One anecdote alone may mean something ... or it may mean nothing outside of the person who experienced it. Two or more similar anecdotes can suggest a pattern; and it would be a shabby scientist indeed who turned away from the interesting possibilities because of the informal nature of the observations. Similarly, educated lay people would do themselves a service by rejecting the false dichotomy some would insist exists between anecdotes and data.

Funny thing...

Most of the judgments we make as individuals are based on these "anecdotes," collected from our own observations and informal comparisons of people and events. We observe the coincidences and make conclusions based on our perception of the potential for increasing or decreasing coincidence if certain actions or choices are made.

I believe the process starts about the time a baby is able to put his/her fingers into their mouth... or maybe sooner? :)


Zing! You’re right, of course, Mama. It’s how we work.

The plural of anecdote is internet

Good rant, Sunni. :-)

Just for fun I tried tracking down the source of this meme. The opposite version ("The plural of anecdote is data") seems to go back to one Raymond Wolfinger while teaching at Stanford in 1969-70. The "is not data" version allegedly appears in a 1996 book, The Clinical Evaluation of a Food Additive: Assessment of Aspartame, although the well-known author Someguy Onthenet claims to have invented it in 1965 when he was in college.

I wonder if the popularity of the "is not" version is due to the internet, and the massive availability of anecdotes posted by dimwitted and/or poorly educated people. Maybe we're witnessing inflation and devaluation of the anecdote supply. Pretty soon you'll need wheelbarrows full of anectodes to justify even the simplest scientific investigation.

How are they related to nematodes?

Yeah, I did that too, but decided the results weren’t worth mentioning (I get off track easily enough as it is).

I do think you’re right about the internet’s influence here, Mr. Bill ... it’s the basic phenomenon Mama Liberty described, but without common sense applied. Of course most individuals don’t intend to infer that their personal experiences apply to every reader, but absent explicit disclaimers, many dimwits and some smartasses will make that baseless extrapolation.

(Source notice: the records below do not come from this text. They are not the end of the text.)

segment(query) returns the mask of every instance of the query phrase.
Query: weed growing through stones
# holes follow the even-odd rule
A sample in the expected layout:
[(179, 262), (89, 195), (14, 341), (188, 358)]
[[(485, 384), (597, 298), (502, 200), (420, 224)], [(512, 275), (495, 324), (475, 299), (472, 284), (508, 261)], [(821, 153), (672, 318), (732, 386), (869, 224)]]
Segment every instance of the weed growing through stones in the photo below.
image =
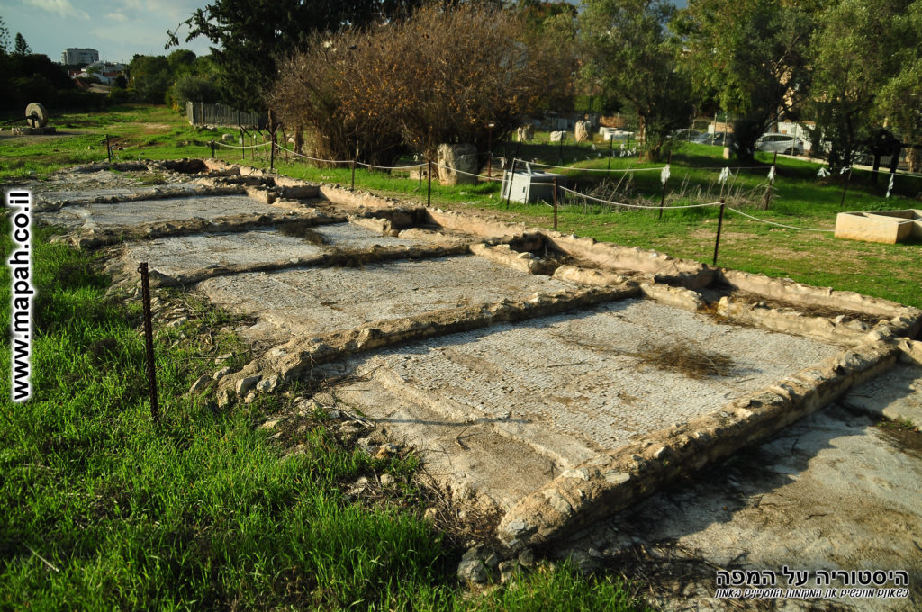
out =
[(733, 359), (728, 355), (709, 351), (689, 340), (647, 342), (633, 355), (642, 363), (692, 378), (727, 376), (733, 368)]
[(295, 221), (293, 223), (286, 223), (278, 227), (278, 233), (282, 236), (290, 236), (292, 238), (300, 238), (311, 244), (316, 246), (323, 246), (326, 244), (326, 238), (324, 237), (319, 231), (313, 228), (313, 224), (309, 221)]

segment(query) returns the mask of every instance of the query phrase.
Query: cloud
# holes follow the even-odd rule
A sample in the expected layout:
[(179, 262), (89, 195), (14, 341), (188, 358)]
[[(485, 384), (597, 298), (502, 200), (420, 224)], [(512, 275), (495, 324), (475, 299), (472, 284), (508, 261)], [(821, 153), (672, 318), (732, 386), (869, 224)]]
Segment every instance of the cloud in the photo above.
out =
[(26, 4), (41, 8), (49, 13), (57, 13), (63, 18), (76, 17), (79, 19), (89, 19), (86, 11), (74, 8), (70, 0), (26, 0)]

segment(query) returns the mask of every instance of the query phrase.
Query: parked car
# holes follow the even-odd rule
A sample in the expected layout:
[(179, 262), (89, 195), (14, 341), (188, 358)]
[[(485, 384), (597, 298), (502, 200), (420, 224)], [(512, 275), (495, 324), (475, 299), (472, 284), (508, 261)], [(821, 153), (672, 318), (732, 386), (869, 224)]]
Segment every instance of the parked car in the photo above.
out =
[(755, 150), (766, 153), (803, 155), (804, 141), (789, 134), (763, 134), (755, 142)]
[(670, 138), (675, 138), (676, 140), (694, 140), (696, 137), (701, 135), (701, 132), (698, 130), (690, 130), (687, 127), (681, 130), (676, 130), (669, 135)]
[(717, 147), (726, 147), (724, 143), (729, 142), (732, 137), (732, 134), (718, 132), (717, 134), (703, 134), (697, 138), (692, 139), (692, 142), (696, 142), (699, 145), (715, 145)]

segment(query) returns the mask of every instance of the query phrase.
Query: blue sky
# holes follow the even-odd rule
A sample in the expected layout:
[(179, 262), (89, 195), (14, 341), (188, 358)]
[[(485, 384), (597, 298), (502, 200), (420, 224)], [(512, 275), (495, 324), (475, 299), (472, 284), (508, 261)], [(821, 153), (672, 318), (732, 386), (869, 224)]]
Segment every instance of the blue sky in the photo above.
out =
[[(207, 0), (0, 0), (0, 17), (11, 46), (20, 32), (32, 53), (54, 62), (61, 61), (67, 47), (89, 47), (100, 52), (100, 59), (128, 62), (135, 53), (168, 53), (163, 50), (167, 30), (206, 4)], [(181, 41), (187, 32), (183, 28)], [(208, 53), (202, 38), (182, 47)]]
[[(272, 0), (267, 0), (271, 2)], [(61, 61), (67, 47), (89, 47), (100, 59), (131, 60), (135, 53), (163, 55), (167, 30), (174, 29), (208, 0), (0, 0), (0, 17), (9, 30), (10, 45), (20, 32), (32, 53)], [(575, 4), (575, 2), (573, 3)], [(684, 6), (683, 0), (675, 4)], [(188, 29), (183, 28), (180, 40)], [(183, 43), (197, 54), (208, 53), (198, 38)], [(172, 49), (171, 49), (172, 51)]]

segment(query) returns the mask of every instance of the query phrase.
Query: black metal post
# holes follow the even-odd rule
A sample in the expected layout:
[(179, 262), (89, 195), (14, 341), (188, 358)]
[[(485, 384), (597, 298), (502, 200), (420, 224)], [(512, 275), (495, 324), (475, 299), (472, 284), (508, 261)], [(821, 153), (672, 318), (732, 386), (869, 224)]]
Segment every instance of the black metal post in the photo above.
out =
[(557, 231), (557, 179), (554, 179), (554, 231)]
[(845, 177), (845, 184), (842, 188), (842, 200), (839, 202), (839, 207), (845, 206), (845, 194), (848, 193), (848, 183), (852, 181), (852, 167), (848, 167), (848, 175)]
[[(509, 200), (513, 197), (513, 181), (515, 179), (515, 161), (516, 159), (513, 158), (513, 170), (509, 173), (509, 186), (506, 191), (506, 210), (509, 210)], [(501, 193), (500, 195), (502, 195), (502, 194)]]
[(155, 422), (160, 420), (160, 408), (157, 405), (157, 373), (154, 371), (154, 332), (150, 323), (150, 280), (148, 263), (137, 268), (141, 273), (141, 298), (144, 300), (144, 345), (148, 354), (148, 387), (150, 390), (150, 416)]
[(714, 241), (714, 265), (717, 265), (717, 249), (720, 248), (720, 230), (724, 227), (724, 198), (720, 198), (720, 217), (717, 218), (717, 238)]

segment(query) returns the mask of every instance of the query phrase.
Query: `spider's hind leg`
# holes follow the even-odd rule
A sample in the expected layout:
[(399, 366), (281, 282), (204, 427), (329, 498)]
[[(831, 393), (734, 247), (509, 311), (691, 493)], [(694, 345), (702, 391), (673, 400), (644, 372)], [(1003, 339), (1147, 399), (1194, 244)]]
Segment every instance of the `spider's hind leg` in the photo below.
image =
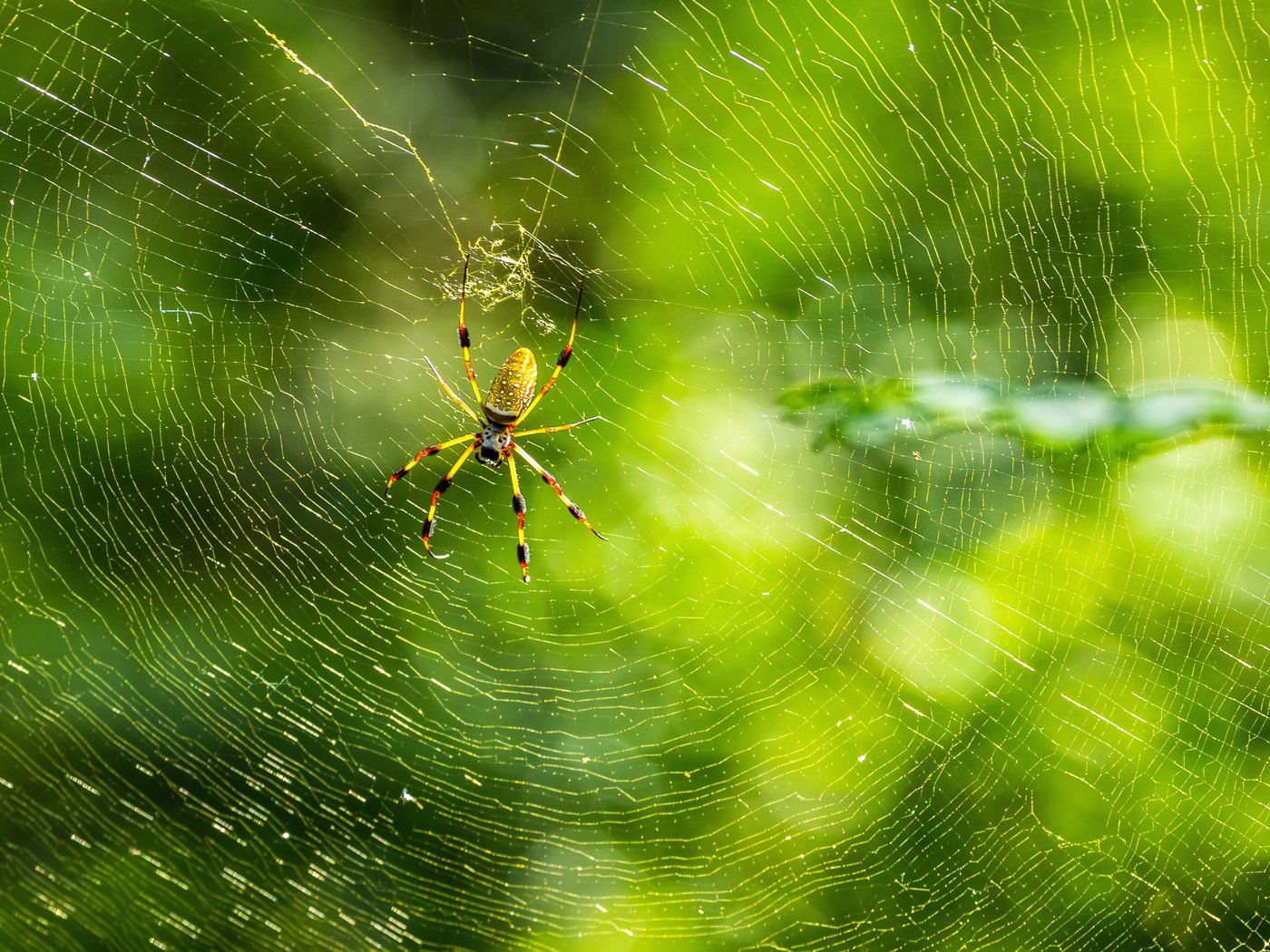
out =
[[(535, 459), (535, 458), (533, 458), (532, 456), (530, 456), (530, 454), (528, 454), (528, 453), (526, 453), (526, 452), (525, 452), (523, 449), (521, 449), (521, 447), (519, 447), (519, 446), (517, 446), (516, 443), (513, 443), (513, 444), (512, 444), (512, 448), (513, 448), (513, 449), (514, 449), (514, 451), (516, 451), (517, 453), (519, 453), (519, 454), (521, 454), (521, 458), (522, 458), (522, 459), (525, 459), (525, 462), (527, 462), (527, 463), (528, 463), (530, 466), (532, 466), (532, 467), (533, 467), (533, 471), (535, 471), (535, 472), (536, 472), (536, 473), (537, 473), (538, 476), (541, 476), (541, 477), (542, 477), (542, 481), (544, 481), (545, 484), (547, 484), (549, 486), (551, 486), (551, 489), (554, 489), (554, 490), (556, 491), (556, 495), (558, 495), (558, 496), (560, 496), (560, 501), (565, 504), (565, 506), (566, 506), (566, 508), (569, 509), (569, 514), (570, 514), (570, 515), (572, 515), (572, 517), (573, 517), (574, 519), (577, 519), (577, 520), (578, 520), (578, 522), (580, 522), (580, 523), (582, 523), (583, 526), (585, 526), (585, 527), (587, 527), (588, 529), (591, 529), (592, 534), (594, 534), (594, 537), (596, 537), (596, 538), (602, 538), (602, 539), (605, 539), (605, 542), (607, 542), (607, 541), (608, 541), (608, 539), (607, 539), (607, 537), (605, 537), (605, 536), (601, 536), (601, 534), (599, 534), (598, 532), (596, 532), (596, 527), (594, 527), (594, 526), (592, 526), (592, 524), (591, 524), (589, 522), (587, 522), (587, 514), (585, 514), (584, 512), (582, 512), (582, 510), (580, 510), (580, 509), (579, 509), (579, 508), (578, 508), (577, 505), (574, 505), (573, 500), (570, 500), (570, 499), (569, 499), (569, 496), (566, 496), (566, 495), (564, 494), (564, 490), (561, 490), (561, 489), (560, 489), (560, 484), (555, 481), (555, 476), (552, 476), (552, 475), (551, 475), (550, 472), (547, 472), (546, 470), (544, 470), (544, 468), (542, 468), (542, 467), (541, 467), (541, 466), (538, 465), (538, 461), (537, 461), (537, 459)], [(508, 462), (512, 462), (512, 457), (508, 457), (508, 458), (507, 458), (507, 461), (508, 461)]]
[[(514, 446), (514, 444), (513, 444)], [(516, 457), (507, 453), (507, 471), (512, 473), (512, 512), (516, 513), (516, 561), (521, 564), (521, 581), (530, 580), (530, 546), (525, 541), (525, 496), (521, 495), (521, 481), (516, 477)]]
[(450, 489), (450, 484), (455, 481), (455, 475), (462, 468), (462, 465), (467, 462), (467, 458), (476, 452), (476, 447), (480, 446), (479, 440), (474, 440), (464, 454), (458, 457), (458, 462), (450, 467), (450, 472), (441, 477), (437, 482), (437, 487), (432, 490), (432, 505), (428, 506), (428, 518), (423, 520), (423, 547), (428, 551), (433, 559), (450, 559), (450, 555), (437, 555), (432, 551), (432, 531), (437, 524), (437, 503), (441, 501), (441, 494)]

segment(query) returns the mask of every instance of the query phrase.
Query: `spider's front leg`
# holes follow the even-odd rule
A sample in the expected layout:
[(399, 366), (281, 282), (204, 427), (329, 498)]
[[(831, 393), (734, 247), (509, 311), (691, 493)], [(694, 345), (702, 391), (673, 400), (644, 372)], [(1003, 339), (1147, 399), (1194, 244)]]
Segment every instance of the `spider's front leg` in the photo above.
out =
[(405, 466), (403, 466), (400, 470), (398, 470), (395, 473), (392, 473), (391, 476), (389, 476), (389, 485), (386, 485), (384, 487), (384, 495), (387, 495), (389, 490), (392, 489), (392, 484), (396, 482), (403, 476), (405, 476), (408, 472), (410, 472), (410, 470), (413, 470), (419, 463), (419, 461), (423, 459), (424, 457), (432, 456), (433, 453), (439, 453), (442, 449), (448, 449), (450, 447), (457, 447), (460, 443), (464, 443), (464, 442), (470, 440), (470, 439), (475, 439), (478, 437), (480, 437), (479, 433), (465, 433), (461, 437), (455, 437), (453, 439), (447, 439), (444, 443), (437, 443), (437, 446), (434, 446), (434, 447), (428, 447), (427, 449), (420, 449), (415, 454), (414, 459), (411, 459)]

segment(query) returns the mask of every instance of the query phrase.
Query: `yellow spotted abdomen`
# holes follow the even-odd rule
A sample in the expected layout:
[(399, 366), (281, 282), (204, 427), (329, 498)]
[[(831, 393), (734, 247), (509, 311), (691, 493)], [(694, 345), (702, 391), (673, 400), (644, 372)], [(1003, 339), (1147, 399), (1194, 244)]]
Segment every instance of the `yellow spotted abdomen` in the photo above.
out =
[(495, 374), (485, 395), (485, 419), (499, 426), (511, 426), (528, 406), (538, 383), (538, 363), (527, 347), (517, 348)]

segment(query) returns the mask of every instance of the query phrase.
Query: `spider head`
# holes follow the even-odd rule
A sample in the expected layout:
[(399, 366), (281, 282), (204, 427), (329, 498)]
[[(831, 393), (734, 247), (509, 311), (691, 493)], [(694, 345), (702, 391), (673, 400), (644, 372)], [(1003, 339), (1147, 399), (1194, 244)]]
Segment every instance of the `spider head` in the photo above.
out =
[(507, 426), (491, 423), (481, 433), (481, 443), (480, 449), (476, 452), (476, 458), (491, 470), (497, 470), (503, 465), (503, 458), (507, 456), (511, 446), (512, 434)]

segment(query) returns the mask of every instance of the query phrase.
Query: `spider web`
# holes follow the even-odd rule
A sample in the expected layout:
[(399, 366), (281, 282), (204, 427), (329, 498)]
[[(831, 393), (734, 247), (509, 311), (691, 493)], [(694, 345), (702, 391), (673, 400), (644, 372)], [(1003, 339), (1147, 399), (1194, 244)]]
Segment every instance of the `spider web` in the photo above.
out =
[(1256, 10), (471, 6), (0, 17), (4, 944), (1265, 948)]

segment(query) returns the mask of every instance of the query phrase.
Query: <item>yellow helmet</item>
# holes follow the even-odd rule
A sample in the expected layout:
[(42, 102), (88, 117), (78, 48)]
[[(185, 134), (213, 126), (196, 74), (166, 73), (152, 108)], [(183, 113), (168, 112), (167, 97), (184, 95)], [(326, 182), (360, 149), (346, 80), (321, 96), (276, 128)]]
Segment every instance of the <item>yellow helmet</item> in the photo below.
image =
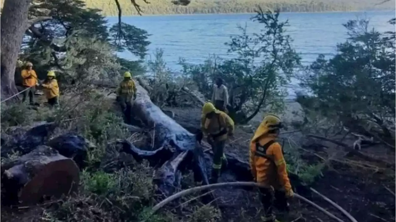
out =
[(131, 78), (132, 75), (129, 72), (125, 72), (124, 73), (124, 78)]
[(203, 115), (206, 115), (209, 113), (215, 111), (216, 108), (215, 107), (215, 106), (213, 103), (209, 102), (205, 103), (204, 105), (204, 107), (202, 108), (202, 114)]
[(53, 71), (48, 71), (48, 73), (47, 73), (47, 76), (48, 77), (55, 77), (55, 72)]
[(265, 124), (269, 129), (280, 129), (283, 127), (280, 118), (274, 114), (267, 115), (263, 120), (262, 123)]

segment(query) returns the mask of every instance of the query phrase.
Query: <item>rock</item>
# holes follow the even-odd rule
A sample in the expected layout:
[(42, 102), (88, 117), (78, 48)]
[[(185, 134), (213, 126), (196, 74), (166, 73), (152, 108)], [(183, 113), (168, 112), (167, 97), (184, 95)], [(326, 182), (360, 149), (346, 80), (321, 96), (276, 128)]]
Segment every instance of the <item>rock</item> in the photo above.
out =
[(6, 205), (29, 206), (60, 198), (76, 190), (79, 173), (72, 160), (40, 146), (0, 168), (1, 200)]

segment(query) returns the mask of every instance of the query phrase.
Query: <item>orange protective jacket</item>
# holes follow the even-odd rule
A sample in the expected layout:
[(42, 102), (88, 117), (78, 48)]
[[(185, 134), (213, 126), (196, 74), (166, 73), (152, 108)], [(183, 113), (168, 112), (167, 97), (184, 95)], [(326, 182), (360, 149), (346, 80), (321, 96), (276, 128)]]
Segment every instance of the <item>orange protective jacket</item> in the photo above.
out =
[(291, 185), (280, 145), (275, 142), (268, 146), (265, 153), (267, 158), (260, 156), (256, 153), (257, 143), (260, 146), (265, 146), (267, 143), (276, 139), (276, 135), (268, 133), (268, 131), (265, 123), (261, 123), (251, 141), (249, 162), (252, 173), (257, 183), (268, 187), (272, 186), (276, 189), (290, 191)]
[(21, 75), (23, 78), (22, 84), (25, 86), (34, 86), (38, 82), (37, 81), (37, 75), (33, 69), (23, 69), (21, 73)]

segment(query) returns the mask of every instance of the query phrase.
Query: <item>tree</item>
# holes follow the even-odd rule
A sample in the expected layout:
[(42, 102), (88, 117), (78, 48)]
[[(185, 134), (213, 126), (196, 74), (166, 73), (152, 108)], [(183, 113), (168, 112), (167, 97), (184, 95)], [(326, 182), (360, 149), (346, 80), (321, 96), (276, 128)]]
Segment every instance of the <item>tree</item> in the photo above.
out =
[(214, 58), (195, 66), (182, 62), (185, 74), (197, 83), (200, 91), (211, 98), (213, 80), (221, 77), (228, 87), (227, 108), (236, 122), (246, 123), (263, 109), (282, 107), (285, 87), (300, 64), (300, 57), (285, 34), (287, 21), (279, 20), (279, 11), (264, 12), (261, 8), (252, 18), (263, 25), (259, 33), (249, 35), (246, 27), (226, 43), (236, 58)]
[(396, 126), (396, 38), (394, 32), (369, 29), (368, 23), (344, 25), (348, 40), (337, 45), (333, 58), (321, 55), (307, 68), (301, 85), (312, 95), (299, 100), (351, 131), (387, 140)]
[(14, 75), (31, 0), (6, 0), (0, 17), (0, 99), (17, 93)]
[[(45, 59), (42, 61), (44, 69), (56, 66), (60, 70), (64, 70), (60, 60), (65, 58), (59, 57), (68, 50), (70, 51), (70, 48), (67, 46), (73, 46), (68, 43), (80, 42), (76, 38), (81, 38), (81, 41), (85, 42), (91, 42), (87, 39), (90, 37), (96, 39), (96, 43), (101, 41), (101, 44), (116, 47), (118, 50), (128, 50), (141, 57), (145, 54), (146, 47), (150, 43), (147, 41), (148, 35), (145, 31), (126, 24), (120, 26), (119, 32), (122, 35), (118, 42), (110, 42), (110, 35), (114, 36), (114, 29), (109, 31), (107, 21), (99, 14), (100, 10), (85, 8), (82, 1), (36, 0), (29, 11), (31, 3), (31, 0), (7, 0), (4, 2), (0, 17), (0, 98), (17, 92), (14, 80), (15, 63), (24, 33), (28, 29), (27, 33), (30, 38), (25, 42), (24, 46), (29, 47), (23, 48), (25, 52), (32, 53), (24, 58), (31, 59), (33, 61)], [(32, 19), (29, 21), (28, 15)], [(41, 16), (51, 17), (44, 17), (45, 19), (42, 19)], [(42, 21), (38, 25), (35, 25), (35, 22)], [(100, 47), (97, 48), (100, 49)], [(87, 52), (87, 49), (80, 49), (80, 53)], [(80, 60), (80, 62), (82, 61)], [(88, 71), (81, 67), (76, 68)]]
[(30, 16), (52, 18), (30, 27), (23, 47), (23, 58), (38, 63), (40, 73), (55, 67), (64, 73), (62, 77), (75, 81), (88, 77), (114, 79), (119, 75), (120, 62), (126, 69), (141, 70), (137, 63), (121, 60), (114, 52), (128, 50), (143, 58), (150, 44), (145, 30), (124, 23), (120, 32), (117, 25), (109, 29), (100, 10), (87, 8), (80, 0), (34, 3)]

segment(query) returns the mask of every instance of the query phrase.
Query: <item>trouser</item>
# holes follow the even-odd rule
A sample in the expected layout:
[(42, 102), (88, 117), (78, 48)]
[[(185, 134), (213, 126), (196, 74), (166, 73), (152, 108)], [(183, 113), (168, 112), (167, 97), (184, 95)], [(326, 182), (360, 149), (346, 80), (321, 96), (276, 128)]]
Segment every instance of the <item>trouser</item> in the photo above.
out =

Pretty soon you'll need wheelbarrows full of anectodes to justify even the simplest scientific investigation.

At least the anectodes won’t be as wiggly as nematodes. :-D

Anecdotal Memetodes

The internet does not promise that anecdotes proposed by all dumbasses and smartasses are even real, let alone those of narcissists and histrionics (possibly/probably inclusive). So then the question becomes what qualifies an anecdote as data? Does it have to actually be experienced or can it be imagined? What happens to your data then? Does it simply become hypothesis?

Trust, but verify

Regardless of the source, all data must be verified. That process is not always easy, of course.

Not all data is worth the effort either. Much needs simply to be ignored.

A long time ago, I was

A long time ago, I was taught that the plural of anecdote is the start of a hypothesis, or essentially the first step in a scientific inquiry.